Fairness for machine learning predictions is widely required in practice for legal, ethical, and societal reasons. Existing work typically focuses on settings without unobserved confounding, even though unobserved confounding can lead to severe violations of causal fairness and, thus, unfair predictions. In this work, we analyze the sensitivity of causal fairness to unobserved confounding. Our contributions are three-fold.
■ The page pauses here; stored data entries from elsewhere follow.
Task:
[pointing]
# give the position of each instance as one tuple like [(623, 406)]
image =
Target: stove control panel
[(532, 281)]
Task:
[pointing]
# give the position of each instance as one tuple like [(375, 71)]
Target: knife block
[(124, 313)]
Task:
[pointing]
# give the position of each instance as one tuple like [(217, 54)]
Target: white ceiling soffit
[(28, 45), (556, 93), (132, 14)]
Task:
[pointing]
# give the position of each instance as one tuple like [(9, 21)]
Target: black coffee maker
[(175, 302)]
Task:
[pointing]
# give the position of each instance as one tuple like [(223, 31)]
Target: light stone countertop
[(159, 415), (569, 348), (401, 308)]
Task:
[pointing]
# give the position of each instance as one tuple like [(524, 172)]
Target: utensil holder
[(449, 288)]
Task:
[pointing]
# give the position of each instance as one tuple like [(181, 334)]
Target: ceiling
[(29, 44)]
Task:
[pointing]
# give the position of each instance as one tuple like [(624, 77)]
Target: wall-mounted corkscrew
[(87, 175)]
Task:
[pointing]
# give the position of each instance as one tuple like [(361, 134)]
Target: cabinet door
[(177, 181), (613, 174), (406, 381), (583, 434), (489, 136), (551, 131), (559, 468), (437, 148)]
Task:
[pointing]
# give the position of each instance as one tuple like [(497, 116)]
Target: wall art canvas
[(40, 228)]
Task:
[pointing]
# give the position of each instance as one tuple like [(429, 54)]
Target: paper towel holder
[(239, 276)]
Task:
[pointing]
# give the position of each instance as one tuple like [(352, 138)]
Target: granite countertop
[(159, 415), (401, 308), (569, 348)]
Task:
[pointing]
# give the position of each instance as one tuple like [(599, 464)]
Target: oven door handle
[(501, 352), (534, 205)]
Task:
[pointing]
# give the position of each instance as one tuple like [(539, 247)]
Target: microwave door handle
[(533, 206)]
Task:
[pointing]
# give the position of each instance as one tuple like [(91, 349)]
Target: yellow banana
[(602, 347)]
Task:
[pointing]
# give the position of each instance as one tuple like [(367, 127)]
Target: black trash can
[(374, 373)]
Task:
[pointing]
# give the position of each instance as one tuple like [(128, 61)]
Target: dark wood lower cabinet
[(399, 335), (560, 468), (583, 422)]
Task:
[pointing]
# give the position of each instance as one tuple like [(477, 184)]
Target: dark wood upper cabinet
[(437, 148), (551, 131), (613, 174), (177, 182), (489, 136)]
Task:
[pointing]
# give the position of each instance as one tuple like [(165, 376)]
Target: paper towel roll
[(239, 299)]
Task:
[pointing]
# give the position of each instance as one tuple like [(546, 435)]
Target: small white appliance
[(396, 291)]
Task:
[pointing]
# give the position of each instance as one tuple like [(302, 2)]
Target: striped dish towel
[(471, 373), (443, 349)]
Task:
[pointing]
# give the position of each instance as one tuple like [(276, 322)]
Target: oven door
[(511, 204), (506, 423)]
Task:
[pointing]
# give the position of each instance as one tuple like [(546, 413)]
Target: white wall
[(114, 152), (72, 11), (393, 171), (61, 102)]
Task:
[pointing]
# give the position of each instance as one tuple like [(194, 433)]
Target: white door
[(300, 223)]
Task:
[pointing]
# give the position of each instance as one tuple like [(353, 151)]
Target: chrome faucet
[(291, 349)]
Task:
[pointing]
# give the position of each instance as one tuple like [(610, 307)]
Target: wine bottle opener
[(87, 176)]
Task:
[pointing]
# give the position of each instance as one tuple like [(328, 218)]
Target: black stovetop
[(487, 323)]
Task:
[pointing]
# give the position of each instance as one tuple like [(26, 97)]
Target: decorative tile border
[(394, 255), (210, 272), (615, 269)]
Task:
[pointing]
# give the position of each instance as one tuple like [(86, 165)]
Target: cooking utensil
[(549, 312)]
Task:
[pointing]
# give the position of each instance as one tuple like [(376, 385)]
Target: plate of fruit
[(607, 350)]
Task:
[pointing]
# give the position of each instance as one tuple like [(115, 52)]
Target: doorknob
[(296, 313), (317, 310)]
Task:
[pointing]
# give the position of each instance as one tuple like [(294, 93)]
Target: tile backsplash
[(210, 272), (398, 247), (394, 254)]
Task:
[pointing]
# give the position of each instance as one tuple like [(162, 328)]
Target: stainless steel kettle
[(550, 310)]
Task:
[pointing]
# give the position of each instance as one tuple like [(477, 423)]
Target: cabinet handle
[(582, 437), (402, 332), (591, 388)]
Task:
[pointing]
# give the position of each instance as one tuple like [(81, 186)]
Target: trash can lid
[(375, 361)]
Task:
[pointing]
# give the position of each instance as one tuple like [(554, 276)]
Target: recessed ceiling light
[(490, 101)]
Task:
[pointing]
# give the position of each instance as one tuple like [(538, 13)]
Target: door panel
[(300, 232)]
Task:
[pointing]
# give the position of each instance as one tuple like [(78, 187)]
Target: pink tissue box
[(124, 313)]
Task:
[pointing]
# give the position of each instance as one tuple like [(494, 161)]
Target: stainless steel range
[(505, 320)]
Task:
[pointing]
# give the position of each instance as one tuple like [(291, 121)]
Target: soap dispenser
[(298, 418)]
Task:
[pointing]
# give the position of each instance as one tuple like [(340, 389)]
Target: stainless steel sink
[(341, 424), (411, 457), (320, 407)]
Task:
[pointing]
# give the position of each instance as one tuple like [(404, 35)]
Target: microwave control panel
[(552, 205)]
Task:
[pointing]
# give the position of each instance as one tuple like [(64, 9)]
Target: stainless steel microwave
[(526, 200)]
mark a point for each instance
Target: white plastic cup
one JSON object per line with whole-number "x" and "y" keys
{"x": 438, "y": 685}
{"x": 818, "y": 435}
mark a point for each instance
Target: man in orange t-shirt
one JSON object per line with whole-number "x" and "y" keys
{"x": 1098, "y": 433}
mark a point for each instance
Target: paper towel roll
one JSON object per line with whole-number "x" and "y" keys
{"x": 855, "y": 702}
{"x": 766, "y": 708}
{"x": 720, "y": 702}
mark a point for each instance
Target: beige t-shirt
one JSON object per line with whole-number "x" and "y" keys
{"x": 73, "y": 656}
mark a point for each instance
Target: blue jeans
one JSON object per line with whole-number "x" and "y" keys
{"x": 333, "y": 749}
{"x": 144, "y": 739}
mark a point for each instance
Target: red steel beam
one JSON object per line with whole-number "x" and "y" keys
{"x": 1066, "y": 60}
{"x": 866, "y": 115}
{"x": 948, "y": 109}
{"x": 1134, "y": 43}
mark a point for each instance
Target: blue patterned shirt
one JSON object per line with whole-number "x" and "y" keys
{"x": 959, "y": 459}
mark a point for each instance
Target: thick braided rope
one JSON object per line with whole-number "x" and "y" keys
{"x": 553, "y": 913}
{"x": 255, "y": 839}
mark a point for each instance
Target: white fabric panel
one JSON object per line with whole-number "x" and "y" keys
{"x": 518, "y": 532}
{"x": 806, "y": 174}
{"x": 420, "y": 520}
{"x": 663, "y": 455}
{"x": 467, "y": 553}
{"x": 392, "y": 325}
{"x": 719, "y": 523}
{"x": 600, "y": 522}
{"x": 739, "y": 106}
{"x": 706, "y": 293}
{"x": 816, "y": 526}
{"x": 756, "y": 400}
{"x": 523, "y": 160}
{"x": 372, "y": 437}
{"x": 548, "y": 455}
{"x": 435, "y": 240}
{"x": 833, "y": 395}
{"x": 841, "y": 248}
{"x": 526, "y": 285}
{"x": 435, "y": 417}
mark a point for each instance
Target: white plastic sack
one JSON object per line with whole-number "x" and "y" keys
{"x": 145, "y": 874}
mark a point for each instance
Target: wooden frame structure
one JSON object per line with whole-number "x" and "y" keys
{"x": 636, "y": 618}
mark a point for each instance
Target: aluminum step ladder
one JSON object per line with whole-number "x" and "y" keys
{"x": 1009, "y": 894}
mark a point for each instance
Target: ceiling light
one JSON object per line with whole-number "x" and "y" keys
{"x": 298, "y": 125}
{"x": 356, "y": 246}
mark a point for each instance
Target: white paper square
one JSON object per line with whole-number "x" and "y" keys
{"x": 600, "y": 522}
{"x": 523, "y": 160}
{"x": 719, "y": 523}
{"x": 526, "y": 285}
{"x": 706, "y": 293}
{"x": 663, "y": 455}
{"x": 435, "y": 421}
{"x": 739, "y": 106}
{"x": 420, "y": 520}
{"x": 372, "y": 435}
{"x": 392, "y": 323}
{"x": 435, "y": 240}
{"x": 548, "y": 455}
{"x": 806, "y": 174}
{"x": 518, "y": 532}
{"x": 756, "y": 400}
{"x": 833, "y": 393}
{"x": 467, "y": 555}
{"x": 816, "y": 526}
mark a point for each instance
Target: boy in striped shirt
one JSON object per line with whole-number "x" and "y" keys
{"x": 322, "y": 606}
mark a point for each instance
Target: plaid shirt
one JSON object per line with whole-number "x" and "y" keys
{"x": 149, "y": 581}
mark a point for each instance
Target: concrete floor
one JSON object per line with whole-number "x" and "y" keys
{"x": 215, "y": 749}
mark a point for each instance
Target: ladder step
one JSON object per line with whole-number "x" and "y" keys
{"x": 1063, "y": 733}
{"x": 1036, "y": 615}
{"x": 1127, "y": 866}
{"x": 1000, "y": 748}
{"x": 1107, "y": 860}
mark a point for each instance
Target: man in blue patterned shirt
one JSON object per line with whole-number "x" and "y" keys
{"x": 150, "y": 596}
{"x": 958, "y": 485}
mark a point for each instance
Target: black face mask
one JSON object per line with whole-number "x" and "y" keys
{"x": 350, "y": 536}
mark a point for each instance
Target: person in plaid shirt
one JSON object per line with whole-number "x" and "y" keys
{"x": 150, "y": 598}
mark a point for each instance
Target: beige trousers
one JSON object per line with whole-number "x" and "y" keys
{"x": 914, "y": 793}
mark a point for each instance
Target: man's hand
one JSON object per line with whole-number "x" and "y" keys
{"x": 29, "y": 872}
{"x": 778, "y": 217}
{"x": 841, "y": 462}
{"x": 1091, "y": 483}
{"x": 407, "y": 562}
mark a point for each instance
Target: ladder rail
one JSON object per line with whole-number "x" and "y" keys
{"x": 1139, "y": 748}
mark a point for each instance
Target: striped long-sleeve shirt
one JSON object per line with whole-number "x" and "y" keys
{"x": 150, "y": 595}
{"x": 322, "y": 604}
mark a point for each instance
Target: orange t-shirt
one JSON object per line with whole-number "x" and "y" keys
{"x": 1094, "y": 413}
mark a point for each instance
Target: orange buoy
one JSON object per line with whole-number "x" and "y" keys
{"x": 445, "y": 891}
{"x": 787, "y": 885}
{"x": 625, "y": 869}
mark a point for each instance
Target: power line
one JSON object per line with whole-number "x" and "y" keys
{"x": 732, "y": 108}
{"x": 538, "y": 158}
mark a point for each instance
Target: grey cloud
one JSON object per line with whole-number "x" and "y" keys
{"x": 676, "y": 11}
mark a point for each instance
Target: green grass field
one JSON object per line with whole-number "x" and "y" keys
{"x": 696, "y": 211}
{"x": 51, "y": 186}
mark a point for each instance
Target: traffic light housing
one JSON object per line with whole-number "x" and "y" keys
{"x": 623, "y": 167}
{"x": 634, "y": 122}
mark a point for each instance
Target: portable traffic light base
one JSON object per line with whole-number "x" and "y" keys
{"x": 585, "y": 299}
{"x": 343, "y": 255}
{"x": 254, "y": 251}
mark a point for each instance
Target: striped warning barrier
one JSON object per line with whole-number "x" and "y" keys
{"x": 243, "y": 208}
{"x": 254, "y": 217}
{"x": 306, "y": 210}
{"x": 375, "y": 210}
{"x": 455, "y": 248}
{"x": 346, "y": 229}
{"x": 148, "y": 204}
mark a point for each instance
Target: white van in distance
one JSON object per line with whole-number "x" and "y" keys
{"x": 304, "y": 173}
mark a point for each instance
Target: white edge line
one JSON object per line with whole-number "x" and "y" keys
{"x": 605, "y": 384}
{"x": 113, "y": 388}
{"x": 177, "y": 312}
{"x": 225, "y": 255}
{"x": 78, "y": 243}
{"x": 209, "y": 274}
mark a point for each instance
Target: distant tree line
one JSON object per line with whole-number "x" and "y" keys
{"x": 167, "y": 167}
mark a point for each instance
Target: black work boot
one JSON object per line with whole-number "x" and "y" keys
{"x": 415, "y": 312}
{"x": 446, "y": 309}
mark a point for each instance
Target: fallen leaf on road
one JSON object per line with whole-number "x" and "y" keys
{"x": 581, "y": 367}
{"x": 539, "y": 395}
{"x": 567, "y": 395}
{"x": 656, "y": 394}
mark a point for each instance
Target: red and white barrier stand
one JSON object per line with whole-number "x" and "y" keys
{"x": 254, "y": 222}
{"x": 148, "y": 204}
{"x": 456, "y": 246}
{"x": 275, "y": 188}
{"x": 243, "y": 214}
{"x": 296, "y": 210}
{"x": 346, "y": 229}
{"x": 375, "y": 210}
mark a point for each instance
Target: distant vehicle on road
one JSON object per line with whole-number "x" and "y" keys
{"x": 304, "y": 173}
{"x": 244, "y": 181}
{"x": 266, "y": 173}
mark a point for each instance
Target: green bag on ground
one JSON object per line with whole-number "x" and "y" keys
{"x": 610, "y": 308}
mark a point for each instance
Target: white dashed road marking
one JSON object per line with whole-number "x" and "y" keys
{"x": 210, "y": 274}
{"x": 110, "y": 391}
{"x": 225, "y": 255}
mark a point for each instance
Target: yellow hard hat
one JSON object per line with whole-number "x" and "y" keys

First, we derive bounds for causal fairness metrics under different sources of unobserved confounding. This enables practitioners to examine the sensitivity of their machine learning models to unobserved confounding in fairness-critical applications. Second, we propose a novel neural framework for learning fair predictions, which allows us to offer worst-case guarantees of the extent to which causal fairness can be violated due to unobserved confounding. Third, we demonstrate the effectiveness of our framework in a series of experiments, including a real-world case study about predicting prison sentences. To the best of our knowledge, ours is the first work to study causal fairness under unobserved confounding. To this end, our work is of direct practical value as a refutation strategy to ensure the fairness of predictions in high-stakes applications.

翻译：机器学习预测的公平性因法律、伦理和社会原因在实践中被广泛要求。现有工作通常关注无未观测混杂的情形，尽管未观测混杂可能导致因果公平性严重违反，从而产生不公平的预测。本研究分析了因果公平性对未观测混杂的灵敏度。我们的贡献包括三个方面。首先，我们推导了不同未观测混杂源下的因果公平性指标界限，使从业者能够在公平性关键应用中检验机器学习模型对未观测混杂的灵敏度。其次，我们提出了一种用于学习公平预测的新型神经框架，该框架能够提供关于未观测混杂可能导致因果公平性被违反程度的悲观情境保证。第三，我们通过一系列实验（包括一个关于预测刑期的真实世界案例研究）展示了该框架的有效性。据我们所知，这是首个研究未观测混杂下因果公平性的工作。因此，本研究作为确保高风险应用中预测公平性的反驳策略具有直接的实践价值。